Nous étions nombreux samedi 1er février à partager la peine des proches de Pierre Belleil. Beaucoup de Questembertois, mais aussi des gens d’un peu partout qui, à moment ou un autre, avaient croisé son chemin de vie. Un parcours exemplaire à plus d’un titre.
Les années JAC
Pour lui, comme pour beaucoup de jeunes ruraux, fils et filles de paysans, la JAC (Jeunesse Agricole Catholique) a été une étape essentielle dans la formation, dans la conquête de l’autonomie, de la liberté. Le mouvement s’adressait aux jeunes de 15 ans (quittes d’école) à 25 ans (arrivés à l’âge adulte) et proposait une méthode originale d’éducation populaire, résumée en 3 mots Voir-Juger-Agir. D’abord, observer les faits de la façon la plus objective possible, en variant les points de vue et les aspects, ensuite confronter les faits constatés aux valeurs qu’on défend (valeurs chrétiennes, valeurs humaines) avant de définir un programme d’actions. Une méthode qui paraît simple mais qui a guidé toute la vie de Pierre Belleil.
La JAC a aussi été un lieu d’ouverture, de rencontres, où se sont construites de solides amitiés, comme on l’a vu dans l’assistance de samedi. Et s’il y avait d’un côté les gars de la JAC et les filles de la JACF, il leur arrivait de se retrouver dans des sessions communes, où de nombreux couples se sont formés, comme par exemple Pierre et Marie-Thérèse.

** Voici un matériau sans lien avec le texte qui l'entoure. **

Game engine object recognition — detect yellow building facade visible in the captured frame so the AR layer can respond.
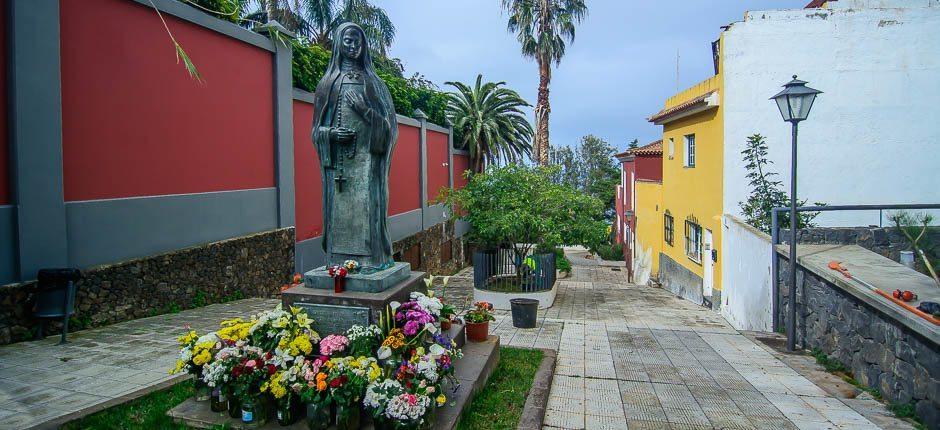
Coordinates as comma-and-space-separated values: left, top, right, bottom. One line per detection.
634, 179, 663, 277
645, 45, 725, 308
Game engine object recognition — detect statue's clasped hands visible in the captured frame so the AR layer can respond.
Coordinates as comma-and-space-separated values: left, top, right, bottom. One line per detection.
346, 92, 371, 118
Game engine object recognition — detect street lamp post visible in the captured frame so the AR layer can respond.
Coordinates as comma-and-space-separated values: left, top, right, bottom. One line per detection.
771, 76, 822, 352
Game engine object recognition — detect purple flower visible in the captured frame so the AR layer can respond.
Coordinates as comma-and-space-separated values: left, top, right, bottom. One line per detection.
403, 320, 420, 336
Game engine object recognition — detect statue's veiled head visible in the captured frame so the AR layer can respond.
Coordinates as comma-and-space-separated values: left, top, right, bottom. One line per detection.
340, 27, 363, 61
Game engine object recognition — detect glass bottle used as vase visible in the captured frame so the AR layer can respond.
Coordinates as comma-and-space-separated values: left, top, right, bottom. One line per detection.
227, 393, 241, 419
334, 276, 345, 293
210, 387, 228, 413
276, 397, 300, 426
420, 402, 437, 430
193, 376, 211, 402
241, 396, 268, 428
334, 403, 361, 430
306, 402, 331, 430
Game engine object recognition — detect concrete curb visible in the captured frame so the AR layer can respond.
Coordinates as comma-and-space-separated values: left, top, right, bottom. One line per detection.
516, 348, 557, 430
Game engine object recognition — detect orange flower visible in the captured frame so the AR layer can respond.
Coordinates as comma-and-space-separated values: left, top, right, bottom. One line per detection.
315, 372, 328, 391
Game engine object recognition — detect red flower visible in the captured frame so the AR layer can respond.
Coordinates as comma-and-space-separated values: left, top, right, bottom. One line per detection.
267, 364, 277, 375
265, 352, 273, 360
329, 375, 348, 388
337, 267, 348, 277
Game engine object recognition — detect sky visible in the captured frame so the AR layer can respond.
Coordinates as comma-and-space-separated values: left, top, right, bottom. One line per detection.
373, 0, 804, 154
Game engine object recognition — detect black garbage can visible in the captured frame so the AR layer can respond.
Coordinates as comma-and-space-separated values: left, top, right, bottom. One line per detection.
510, 298, 539, 328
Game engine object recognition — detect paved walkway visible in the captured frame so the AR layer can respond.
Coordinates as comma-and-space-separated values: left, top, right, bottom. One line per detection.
0, 298, 277, 429
0, 249, 912, 429
461, 250, 912, 430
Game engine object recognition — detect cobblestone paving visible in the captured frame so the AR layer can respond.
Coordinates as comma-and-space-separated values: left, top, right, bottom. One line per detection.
437, 250, 901, 430
0, 298, 277, 430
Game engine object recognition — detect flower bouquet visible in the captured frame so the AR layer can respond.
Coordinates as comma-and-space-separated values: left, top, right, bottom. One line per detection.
170, 330, 220, 401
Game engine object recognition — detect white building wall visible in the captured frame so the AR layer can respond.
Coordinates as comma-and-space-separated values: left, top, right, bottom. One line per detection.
722, 3, 940, 227
720, 215, 774, 331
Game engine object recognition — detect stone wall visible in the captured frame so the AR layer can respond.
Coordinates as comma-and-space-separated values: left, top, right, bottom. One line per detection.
0, 228, 295, 345
776, 258, 940, 427
392, 219, 468, 276
782, 226, 939, 276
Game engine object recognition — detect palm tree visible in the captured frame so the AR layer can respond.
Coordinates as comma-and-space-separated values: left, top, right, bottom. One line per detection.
445, 75, 534, 174
501, 0, 587, 165
244, 0, 395, 55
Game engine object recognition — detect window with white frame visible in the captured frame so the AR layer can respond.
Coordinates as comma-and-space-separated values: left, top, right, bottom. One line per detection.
685, 217, 702, 263
684, 134, 696, 167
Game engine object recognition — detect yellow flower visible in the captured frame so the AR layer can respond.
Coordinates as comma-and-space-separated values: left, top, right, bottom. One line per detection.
436, 394, 446, 406
288, 335, 313, 356
367, 363, 382, 381
169, 360, 186, 374
177, 330, 198, 346
192, 349, 212, 366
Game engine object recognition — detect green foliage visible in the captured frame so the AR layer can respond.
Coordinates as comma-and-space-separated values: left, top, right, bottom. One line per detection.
291, 41, 331, 93
549, 135, 619, 219
458, 347, 543, 430
183, 0, 242, 23
501, 0, 588, 66
592, 243, 624, 261
445, 75, 533, 173
191, 291, 207, 308
810, 348, 849, 373
739, 134, 824, 234
62, 380, 195, 429
444, 164, 607, 264
554, 248, 572, 273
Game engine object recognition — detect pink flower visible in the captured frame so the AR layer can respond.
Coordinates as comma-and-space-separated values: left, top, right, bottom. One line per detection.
406, 393, 418, 406
319, 334, 349, 356
245, 360, 257, 368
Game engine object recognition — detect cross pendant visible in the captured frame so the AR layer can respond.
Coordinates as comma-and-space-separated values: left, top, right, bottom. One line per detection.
335, 171, 349, 192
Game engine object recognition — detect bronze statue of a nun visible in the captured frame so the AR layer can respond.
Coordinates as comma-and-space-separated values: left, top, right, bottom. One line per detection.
312, 23, 398, 270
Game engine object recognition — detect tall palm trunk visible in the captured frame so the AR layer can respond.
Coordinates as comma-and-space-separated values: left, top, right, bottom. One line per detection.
266, 0, 278, 23
534, 56, 551, 165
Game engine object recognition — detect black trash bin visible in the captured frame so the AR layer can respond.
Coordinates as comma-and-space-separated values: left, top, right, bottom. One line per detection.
510, 298, 539, 328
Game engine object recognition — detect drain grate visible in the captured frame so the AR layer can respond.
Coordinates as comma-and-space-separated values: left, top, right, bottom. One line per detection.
611, 267, 621, 271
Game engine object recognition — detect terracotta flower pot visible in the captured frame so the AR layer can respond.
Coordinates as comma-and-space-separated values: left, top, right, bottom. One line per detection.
441, 319, 452, 331
465, 321, 489, 342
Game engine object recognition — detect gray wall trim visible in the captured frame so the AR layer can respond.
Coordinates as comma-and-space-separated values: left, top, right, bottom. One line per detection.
295, 236, 325, 274
425, 122, 449, 134
0, 206, 16, 285
389, 208, 422, 242
418, 116, 428, 214
447, 124, 454, 189
65, 188, 278, 269
130, 0, 276, 52
273, 40, 295, 228
293, 88, 314, 104
397, 114, 421, 128
423, 204, 447, 230
9, 0, 69, 281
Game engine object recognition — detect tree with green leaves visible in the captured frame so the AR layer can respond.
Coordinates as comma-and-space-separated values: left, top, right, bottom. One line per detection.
445, 75, 534, 174
889, 211, 939, 286
501, 0, 587, 166
739, 134, 822, 234
628, 138, 639, 149
443, 164, 607, 282
548, 144, 579, 188
577, 135, 619, 219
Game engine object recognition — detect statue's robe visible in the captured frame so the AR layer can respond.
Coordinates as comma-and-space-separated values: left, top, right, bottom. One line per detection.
312, 55, 397, 270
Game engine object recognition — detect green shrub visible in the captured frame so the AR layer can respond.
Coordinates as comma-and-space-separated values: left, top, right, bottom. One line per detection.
553, 248, 572, 272
592, 243, 623, 261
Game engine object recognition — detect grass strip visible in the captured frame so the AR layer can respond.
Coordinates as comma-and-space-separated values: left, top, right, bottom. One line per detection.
457, 346, 544, 430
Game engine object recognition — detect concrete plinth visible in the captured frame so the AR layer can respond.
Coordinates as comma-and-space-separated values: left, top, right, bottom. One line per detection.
282, 271, 426, 335
304, 262, 411, 293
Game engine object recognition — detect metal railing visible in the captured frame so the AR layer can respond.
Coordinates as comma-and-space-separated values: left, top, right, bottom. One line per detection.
472, 248, 556, 293
770, 203, 940, 348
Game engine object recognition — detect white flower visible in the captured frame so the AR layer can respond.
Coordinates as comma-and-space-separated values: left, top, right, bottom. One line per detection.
429, 344, 445, 356
385, 393, 431, 421
390, 301, 401, 311
377, 346, 392, 360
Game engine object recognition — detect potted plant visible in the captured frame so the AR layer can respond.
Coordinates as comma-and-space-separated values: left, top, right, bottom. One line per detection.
440, 304, 456, 331
464, 301, 495, 342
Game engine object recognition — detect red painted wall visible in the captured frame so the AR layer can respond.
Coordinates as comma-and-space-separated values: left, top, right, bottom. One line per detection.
59, 0, 274, 201
388, 125, 421, 215
452, 154, 470, 189
426, 131, 449, 203
0, 1, 8, 205
636, 154, 663, 182
293, 100, 322, 242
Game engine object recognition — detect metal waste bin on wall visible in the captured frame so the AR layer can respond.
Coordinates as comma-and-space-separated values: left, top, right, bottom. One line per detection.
34, 268, 83, 344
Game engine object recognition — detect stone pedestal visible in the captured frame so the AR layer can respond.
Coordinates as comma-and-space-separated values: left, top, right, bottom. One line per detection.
304, 262, 411, 293
282, 271, 426, 336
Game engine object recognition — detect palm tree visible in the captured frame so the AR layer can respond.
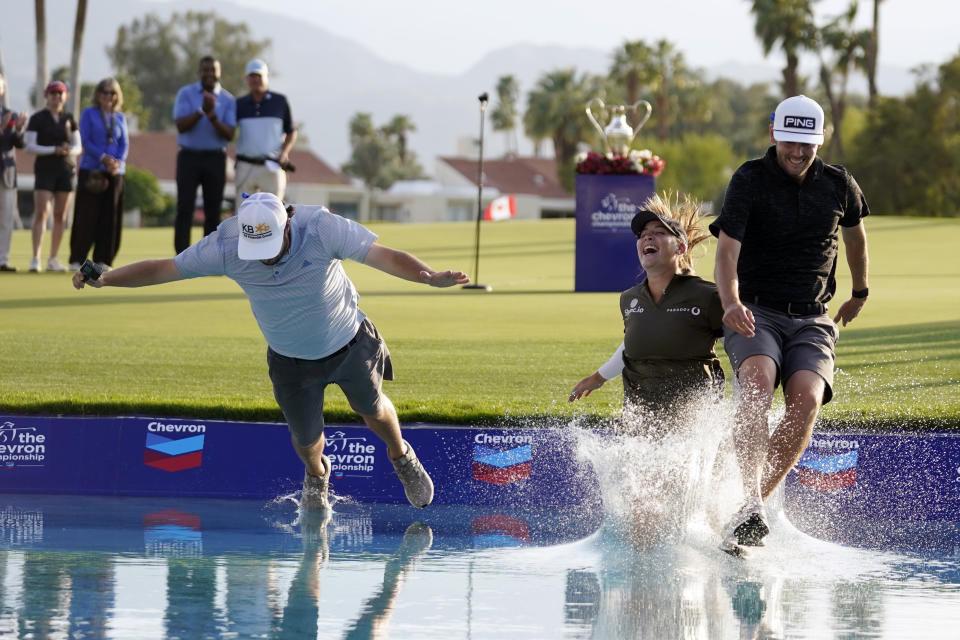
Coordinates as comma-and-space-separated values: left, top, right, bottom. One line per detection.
649, 39, 694, 142
490, 75, 519, 155
523, 68, 603, 190
749, 0, 818, 96
381, 114, 416, 163
865, 0, 884, 106
609, 40, 655, 108
816, 2, 869, 159
68, 0, 88, 117
34, 0, 47, 108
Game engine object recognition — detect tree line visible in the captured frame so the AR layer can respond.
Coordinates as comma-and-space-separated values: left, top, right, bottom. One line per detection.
9, 1, 958, 217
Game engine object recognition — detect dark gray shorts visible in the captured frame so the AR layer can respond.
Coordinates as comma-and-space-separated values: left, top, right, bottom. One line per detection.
267, 318, 394, 447
723, 303, 839, 404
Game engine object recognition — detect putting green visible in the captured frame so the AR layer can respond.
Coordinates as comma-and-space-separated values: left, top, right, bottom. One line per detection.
1, 215, 957, 428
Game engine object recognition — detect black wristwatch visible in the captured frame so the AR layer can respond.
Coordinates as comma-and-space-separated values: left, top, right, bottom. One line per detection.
852, 288, 869, 299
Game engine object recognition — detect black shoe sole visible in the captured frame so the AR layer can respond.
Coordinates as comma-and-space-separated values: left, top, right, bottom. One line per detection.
733, 514, 770, 547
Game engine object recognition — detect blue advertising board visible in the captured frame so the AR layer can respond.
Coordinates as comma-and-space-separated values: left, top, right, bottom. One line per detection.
784, 431, 960, 548
0, 415, 601, 510
574, 173, 655, 292
5, 415, 960, 534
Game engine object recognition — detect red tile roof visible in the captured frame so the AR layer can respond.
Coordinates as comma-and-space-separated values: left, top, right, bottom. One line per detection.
439, 156, 571, 198
14, 130, 349, 185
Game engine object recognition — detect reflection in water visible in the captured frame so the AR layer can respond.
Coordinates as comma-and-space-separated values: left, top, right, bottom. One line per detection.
1, 459, 960, 638
342, 521, 433, 639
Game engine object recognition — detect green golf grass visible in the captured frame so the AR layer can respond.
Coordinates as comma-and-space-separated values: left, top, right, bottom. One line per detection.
2, 215, 958, 430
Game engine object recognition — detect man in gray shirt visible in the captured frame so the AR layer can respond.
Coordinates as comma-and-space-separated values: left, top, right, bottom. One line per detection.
73, 192, 470, 510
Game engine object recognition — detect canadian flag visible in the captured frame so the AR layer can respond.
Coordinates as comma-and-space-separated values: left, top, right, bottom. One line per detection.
483, 195, 516, 221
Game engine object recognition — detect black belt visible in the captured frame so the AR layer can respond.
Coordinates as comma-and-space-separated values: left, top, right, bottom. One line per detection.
743, 295, 825, 316
314, 329, 362, 362
236, 154, 268, 165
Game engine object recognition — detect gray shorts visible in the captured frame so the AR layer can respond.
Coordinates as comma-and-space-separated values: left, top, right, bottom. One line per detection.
723, 303, 839, 404
267, 318, 394, 447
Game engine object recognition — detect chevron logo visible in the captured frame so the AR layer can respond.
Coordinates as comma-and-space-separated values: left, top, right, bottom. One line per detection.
143, 433, 205, 472
472, 514, 531, 547
472, 443, 532, 485
797, 449, 858, 491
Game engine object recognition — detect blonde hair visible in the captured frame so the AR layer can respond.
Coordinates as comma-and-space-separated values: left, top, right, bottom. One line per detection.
92, 77, 123, 111
641, 191, 712, 275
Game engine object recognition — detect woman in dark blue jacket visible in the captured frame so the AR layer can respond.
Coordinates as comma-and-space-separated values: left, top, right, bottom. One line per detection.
70, 77, 129, 270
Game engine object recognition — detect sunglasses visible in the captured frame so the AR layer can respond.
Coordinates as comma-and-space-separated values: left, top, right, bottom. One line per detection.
101, 91, 117, 96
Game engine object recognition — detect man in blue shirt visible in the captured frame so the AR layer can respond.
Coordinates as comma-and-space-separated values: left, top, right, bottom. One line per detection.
172, 56, 237, 254
234, 59, 296, 200
72, 193, 470, 511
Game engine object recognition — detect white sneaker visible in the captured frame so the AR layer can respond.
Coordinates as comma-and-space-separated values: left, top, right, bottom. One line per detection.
29, 257, 41, 272
95, 262, 112, 273
392, 440, 434, 508
68, 262, 81, 271
720, 497, 769, 553
46, 257, 66, 272
301, 455, 331, 511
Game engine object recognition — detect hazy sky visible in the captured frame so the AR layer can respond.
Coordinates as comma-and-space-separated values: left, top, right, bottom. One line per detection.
228, 0, 957, 75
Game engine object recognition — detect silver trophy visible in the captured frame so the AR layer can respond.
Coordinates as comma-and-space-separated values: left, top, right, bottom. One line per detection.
585, 98, 653, 156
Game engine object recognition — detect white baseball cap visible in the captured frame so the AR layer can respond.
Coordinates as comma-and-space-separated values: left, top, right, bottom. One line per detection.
245, 59, 269, 76
237, 192, 287, 260
772, 95, 825, 145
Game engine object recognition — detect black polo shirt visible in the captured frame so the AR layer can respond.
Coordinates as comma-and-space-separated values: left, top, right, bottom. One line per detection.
619, 274, 724, 410
27, 109, 77, 175
620, 274, 723, 362
709, 146, 869, 304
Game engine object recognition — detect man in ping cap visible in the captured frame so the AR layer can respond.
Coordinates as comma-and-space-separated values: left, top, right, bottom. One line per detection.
709, 95, 871, 555
73, 193, 470, 511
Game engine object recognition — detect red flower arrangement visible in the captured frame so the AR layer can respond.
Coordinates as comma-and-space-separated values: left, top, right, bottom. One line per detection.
575, 150, 665, 177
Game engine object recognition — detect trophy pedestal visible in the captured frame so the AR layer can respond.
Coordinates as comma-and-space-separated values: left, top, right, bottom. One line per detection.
574, 173, 656, 293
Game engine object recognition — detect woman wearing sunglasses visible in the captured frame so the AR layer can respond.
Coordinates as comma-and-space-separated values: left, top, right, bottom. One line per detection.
70, 77, 129, 271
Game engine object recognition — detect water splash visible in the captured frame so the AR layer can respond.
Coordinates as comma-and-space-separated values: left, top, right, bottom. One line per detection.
573, 396, 742, 550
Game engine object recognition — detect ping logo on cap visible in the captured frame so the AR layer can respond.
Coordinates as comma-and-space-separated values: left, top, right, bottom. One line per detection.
783, 115, 816, 130
241, 222, 273, 240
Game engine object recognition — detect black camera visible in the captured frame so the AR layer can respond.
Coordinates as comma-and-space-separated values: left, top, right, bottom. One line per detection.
80, 259, 103, 282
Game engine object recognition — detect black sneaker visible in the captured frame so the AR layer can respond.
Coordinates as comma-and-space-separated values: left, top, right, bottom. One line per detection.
719, 499, 769, 555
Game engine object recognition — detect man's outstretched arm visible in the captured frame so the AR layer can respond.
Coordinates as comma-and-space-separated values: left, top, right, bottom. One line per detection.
73, 259, 185, 290
363, 243, 469, 288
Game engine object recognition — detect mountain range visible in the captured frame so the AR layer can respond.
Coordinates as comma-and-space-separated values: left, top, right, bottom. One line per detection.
0, 0, 920, 176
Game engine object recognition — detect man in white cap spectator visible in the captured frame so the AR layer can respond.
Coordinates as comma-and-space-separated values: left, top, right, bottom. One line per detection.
73, 193, 470, 511
235, 59, 297, 200
709, 95, 871, 555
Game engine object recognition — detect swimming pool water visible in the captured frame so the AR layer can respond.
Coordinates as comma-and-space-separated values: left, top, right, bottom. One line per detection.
2, 493, 960, 639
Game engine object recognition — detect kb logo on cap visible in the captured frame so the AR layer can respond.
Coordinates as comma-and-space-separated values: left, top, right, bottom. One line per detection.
241, 222, 272, 239
784, 115, 816, 130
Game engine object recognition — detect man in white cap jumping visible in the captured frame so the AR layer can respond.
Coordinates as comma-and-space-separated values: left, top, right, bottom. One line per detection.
235, 59, 296, 200
709, 95, 871, 555
73, 193, 470, 510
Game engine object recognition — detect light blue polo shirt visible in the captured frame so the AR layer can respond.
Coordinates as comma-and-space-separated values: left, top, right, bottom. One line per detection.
173, 81, 237, 151
174, 206, 377, 359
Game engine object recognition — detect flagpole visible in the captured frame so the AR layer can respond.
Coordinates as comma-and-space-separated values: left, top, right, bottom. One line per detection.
463, 92, 492, 291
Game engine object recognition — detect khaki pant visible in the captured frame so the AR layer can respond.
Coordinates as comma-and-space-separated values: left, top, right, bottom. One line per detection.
235, 160, 287, 201
0, 187, 17, 265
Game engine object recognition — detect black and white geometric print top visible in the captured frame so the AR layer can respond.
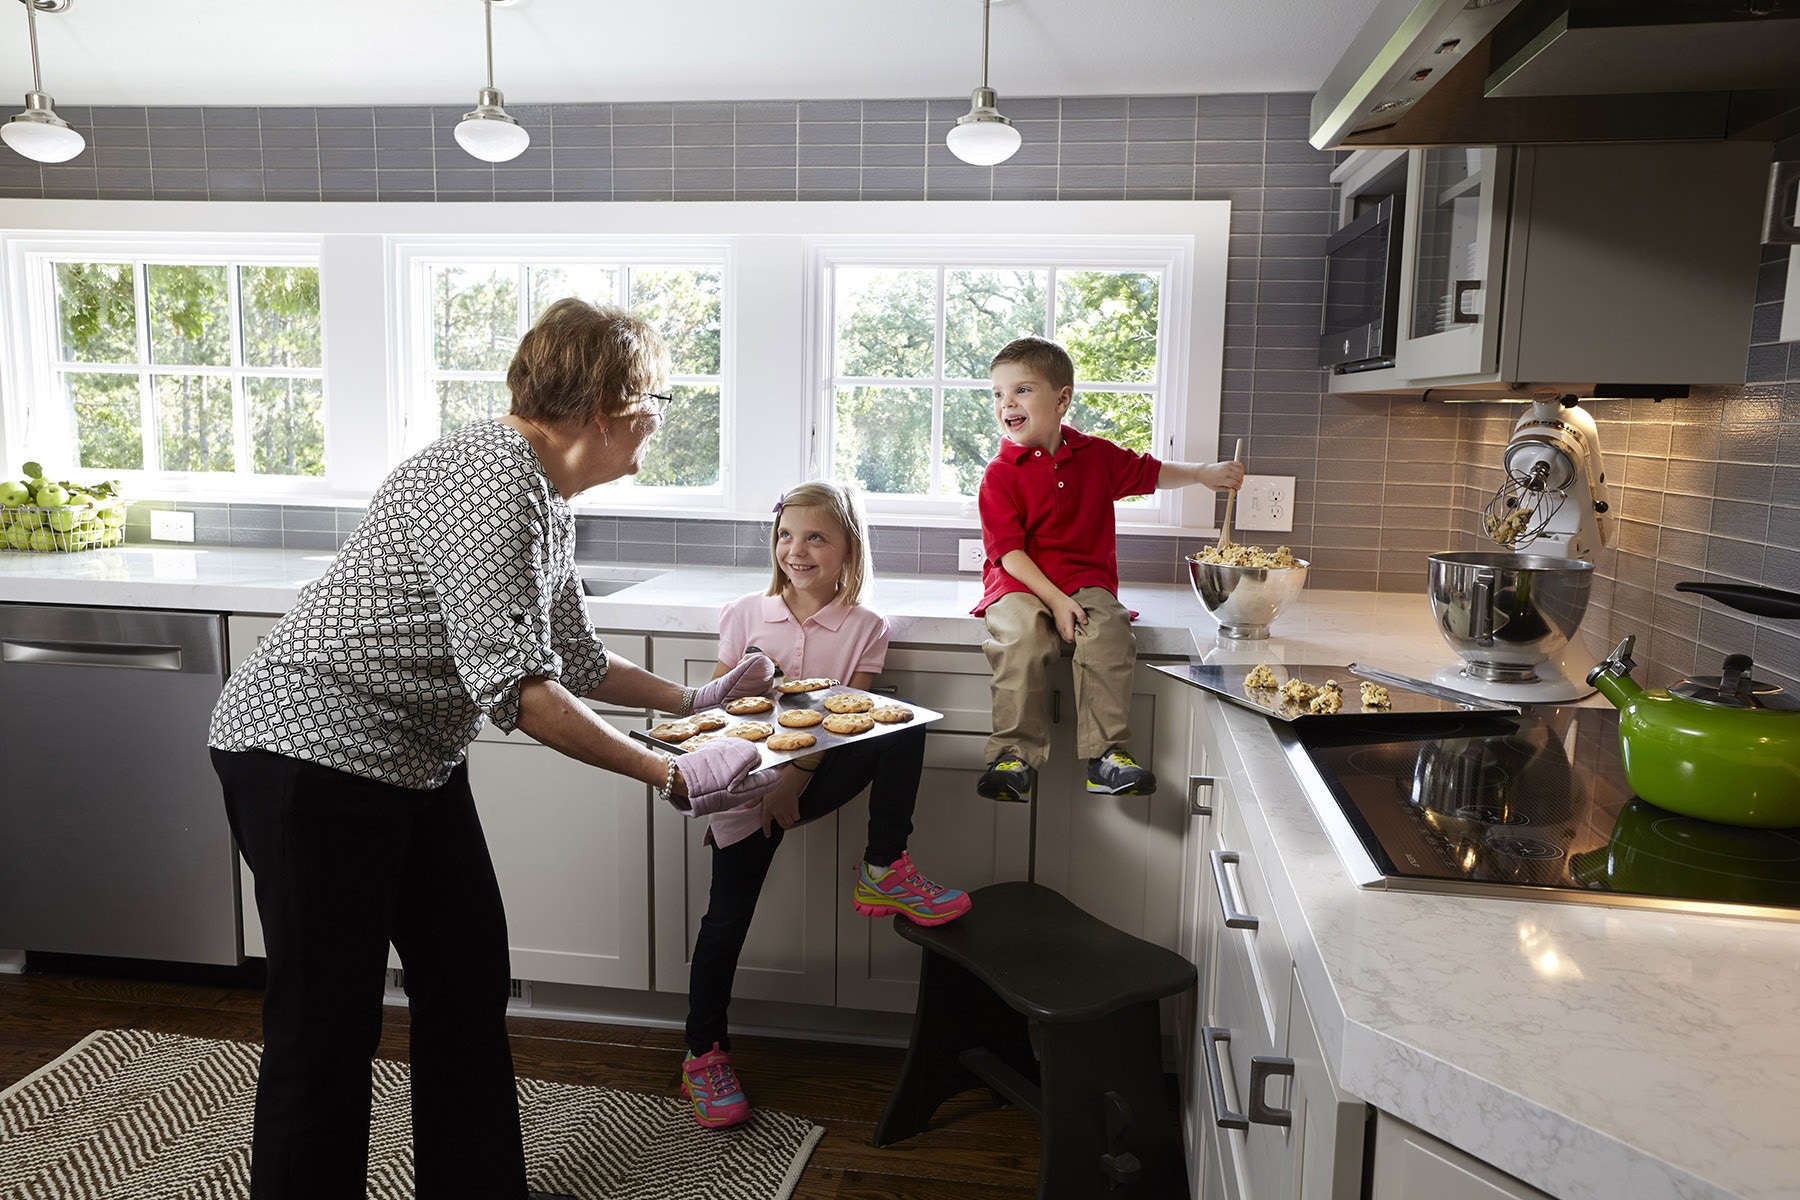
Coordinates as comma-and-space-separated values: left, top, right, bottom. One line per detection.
208, 419, 610, 790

C’est là qu’il a développé le sens de l’engagement collectif, pour organiser aussi bien des fêtes comme les coupes de la joie que le travail en commun ou la lutte pour la défense des valeurs et des intérêts du monde paysan.

L’Algérie
Comme la grande majorité des hommes de sa génération, Pierre Belleil a participé à la guerre d’Algérie ; des cicatrices qui ne s’effacent pas, mais lui osait en parler avec ses proches pour en faire une base de réflexion. Et nous avons entendu avec émotion le témoignage d’un appelé qui combattait auprès de lui : c’est lui qui s’était porté volontaire et avait entraîné un petit groupe pour aller sauver les blessés sous le feu des FLN. Du courage personnel au service du collectif.
Syndicalisme agricole
Au retour de l’Algérie, profondément ébranlé par ce qu’il a vécu, il met du temps à retrouver de la sérénité, mais son installation sur la ferme familiale y contribue sans doute. Bien vite, il s’engage dans le syndicat agricole, dont il devient d’abord responsable local, avant de présider de 1976 à 1980 la FDSEA (fédération départementale des syndicats d’exploitants agricoles). Sans adhérer aux Paysans Travailleurs de Bernard Lambert., il se situait dans cette mouvance et faisait partie, comme une bonne part des responsables de l’Ouest, des dissidents par rapport à la tendance majoritaire de Michel Debatisse. Malgré cette orientation progressiste, il devient président de la Chambre d’Agriculture du Morbihan jusqu’en 1995.
Le travail en commun
C’est aussi dans sa pratique quotidienne qu’il montre son engagement dans le collectif : dès son installation, en 1964, il est parmi les fondateurs de la CUMA (Coopérative d’Utilisation du Matériel Agricole) la Printanière. Puis en 1987 avec ses deux jeunes voisins, Alain et Roger Louis, il fonde le GAEC Skoazell Ar Vro. Ils seront rejoints par un quatrième puis par un cinquième associé (Daniel Audiger et Alain Launay] pour une ferme laitière d’une centaine de vaches.
Un homme qui a compté
On a entendu les hommages de ses enfants qui nous ont montré le bel héritage moral qu’il leur a laissé. Puis Monique Danion, elle-même agricultrice, un temps vice-présidente de la Chambre d’Agriculture, a retracé les étapes de son engagement pour le monde agricole. Enfin, Alain Louis a parlé de leur travail en commun au sein du GAEC. Dans l’assistance, on reconnaissait ses amis qui avaient participé avec lui à son engagement de JACiste, de militant agricole. Et aussi, ses voisins, ses copains de la Boule Questembertoise (qu’il a présidée une dizaine d’années), enfin plein de gens pour qui Pierre a compté.
Pour moi aussi, Pierre a compté. Et je l’ai consulté bien souvent : ses conseils étaient avisés. Je me rappelle comment il m’avait interpellé sur l’usage du je dans un édito du bulletin municipal : « tu devrais plutôt dire nous, c’est un projet collectif. » Il avait en partie raison, mais il savait bien aussi qu’un chef de file doit assumer ses responsabilités. Il l’avait fait en son temps, gardant la balance équilibrée entre le travail en commun et l’obligation de répondre de la décision.
Je termine sur cette remarque personnelle, mais j’invite ceux qui le souhaitent à compléter cet hommage dans des commentaires.